# A Bottom-Up Field-Theoretic Framework via Hierarchical Coarse-Graining: Generalized Mode Theory

**Authors:** Jaehyeok Jin, Yining Han, Gregory A. Voth

arXiv: 2508.20025 · 2026-02-25

## TL;DR

This paper introduces a hierarchical bottom-up framework for constructing field-theoretic models of molecular liquids directly from microscopic atomistic interactions, enabling scalable simulations beyond traditional top-down approaches.

## Contribution

It generalizes the Hubbard-Stratonovich transformation to arbitrary pair potentials and develops a systematic bottom-up method for deriving field theories from atomistic models.

## Key findings

- Hierarchical coarse-graining maps atomistic interactions to field models.
- Generalized mode theory extends field-theoretic modeling to non-positive-definite kernels.
- Provides a foundation for scalable, bottom-up molecular simulations.

## Abstract

Multiscale simulations facilitate the efficient exploration of large spatiotemporal scales in chemical and physical systems, yet particle-based simulations become prohibitively expensive at time and length scales beyond the molecular level. Field-theoretic simulations offer an attractive alternative, but most existing formulations rely on top-down approximations and are not systematically connected to atomistic interactions. Here, we present a hierarchical bottom-up framework for constructing auxiliary field representations of molecular liquids directly from microscopic models. We introduce a hierarchical coarse-graining framework that constructs field-theoretic models directly from atomistic liquids. The method first maps atomistic interactions to coarse-grained center-of-mass potentials and regularizes short-range divergences through a perturbative expansion in reciprocal space. Building on the auxiliary field formulation developed in polymer field-theoretic simulations, we then generalize the Hubbard-Stratonovich transformation to arbitrary pair potentials by separating positive and negative Fourier modes and introducing two auxiliary fields.

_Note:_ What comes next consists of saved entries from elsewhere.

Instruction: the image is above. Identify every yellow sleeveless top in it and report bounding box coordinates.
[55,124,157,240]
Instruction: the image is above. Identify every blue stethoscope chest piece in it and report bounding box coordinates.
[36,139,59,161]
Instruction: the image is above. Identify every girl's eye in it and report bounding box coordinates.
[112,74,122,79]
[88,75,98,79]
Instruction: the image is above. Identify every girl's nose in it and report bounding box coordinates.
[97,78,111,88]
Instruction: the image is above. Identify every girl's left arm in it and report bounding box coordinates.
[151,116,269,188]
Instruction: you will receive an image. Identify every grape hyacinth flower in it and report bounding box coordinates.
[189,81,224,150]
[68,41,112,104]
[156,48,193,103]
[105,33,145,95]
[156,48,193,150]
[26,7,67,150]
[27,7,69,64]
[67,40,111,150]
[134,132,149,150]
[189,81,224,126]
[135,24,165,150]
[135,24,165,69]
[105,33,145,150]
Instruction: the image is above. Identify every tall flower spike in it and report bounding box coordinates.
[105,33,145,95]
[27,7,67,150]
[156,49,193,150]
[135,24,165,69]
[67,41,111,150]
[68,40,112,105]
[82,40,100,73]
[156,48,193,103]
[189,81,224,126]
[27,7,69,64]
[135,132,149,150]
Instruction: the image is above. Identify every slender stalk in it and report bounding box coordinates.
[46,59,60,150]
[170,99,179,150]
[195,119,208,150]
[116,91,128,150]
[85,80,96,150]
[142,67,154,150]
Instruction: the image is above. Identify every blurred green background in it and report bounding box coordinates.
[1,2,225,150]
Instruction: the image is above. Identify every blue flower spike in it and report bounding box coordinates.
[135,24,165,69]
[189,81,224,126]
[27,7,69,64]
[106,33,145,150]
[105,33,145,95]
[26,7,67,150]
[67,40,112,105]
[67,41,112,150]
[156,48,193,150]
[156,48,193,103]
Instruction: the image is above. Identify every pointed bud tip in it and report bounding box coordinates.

The resulting generalized mode theory extends bottom-up field-theoretic modeling beyond positive-definite kernels and is compatible with existing field-theoretic sampling strategies. By combining formal derivations with numerical regularization and mode-truncation procedures, this work provides the theoretical foundation for scalable, bottom-up field-theoretic simulations of molecular systems.